A empresa, fundada em 2016 por um grupo de engenheiros da pós-graduação da Escola Politécnica (Poli) da USP, começou a desenvolver a tecnologia SPIRI em janeiro de 2017, com financiamento do programa Pesquisa Inovativa em Pequenas Empresas (Pipe), da Fundação de Amparo à Pesquisa do Estado de São Paulo (Fapesp).

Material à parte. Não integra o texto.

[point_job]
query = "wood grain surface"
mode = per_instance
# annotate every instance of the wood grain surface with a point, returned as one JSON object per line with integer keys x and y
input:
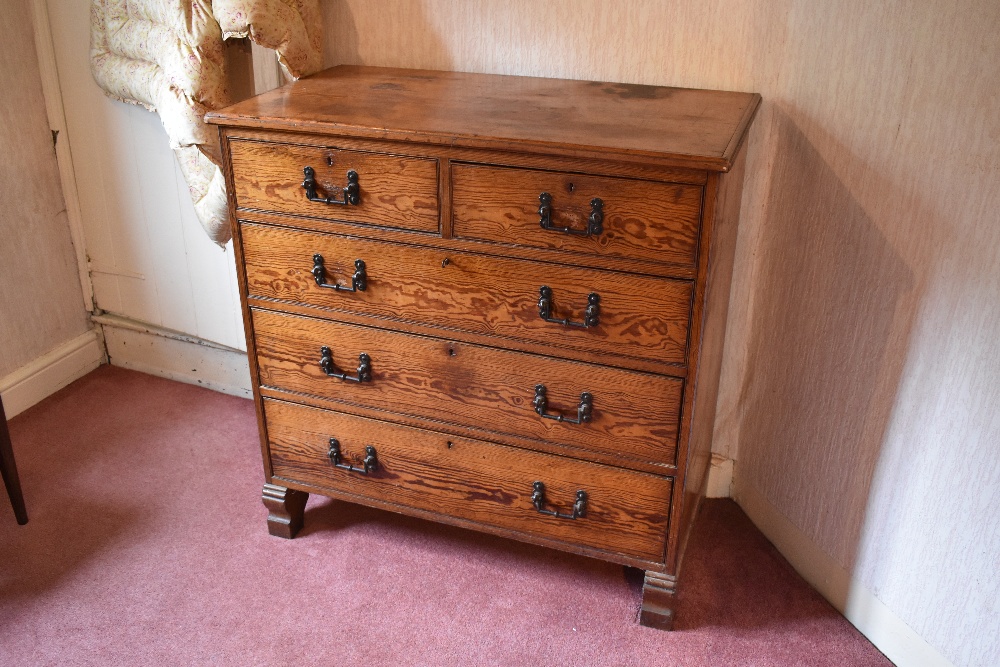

A comercialização foi iniciada no ano passado.

“Hoje, o dispositivo está instalado em aeroportos, escritórios e indústrias alimentícias, onde já é utilizado para avaliar e fazer a gestão da qualidade do ar”, relata Aikawa. “Ele vai se tornar cada vez mais importante quando surgem situações de pandemia, em que um cuidado extra deve ser tomado para diminuir a probabilidade de contaminação de uma pessoa para outra”, explica.

Além de o dispositivo já estar disponível no mercado, Aikawa relata que a empresa iniciou há dez dias um trabalho de replicação de pesquisas internacionais para coleta de microgotículas e avaliação da presença do vírus. “Estamos em contato com alguns hospitais para fazer a amostragem do ar e a coleta dessas amostras. A ideia é incluir um serviço de amostragem para avaliar se o vírus estava presente ou não em microgotículas suspensas naquele ambiente”, destaca.

“Isso vai ser extremamente necessário porque não vai ser possível retomar da noite para o dia tudo como era antes e vamos precisar de ferramentas para gerenciar essa retomada”, finaliza.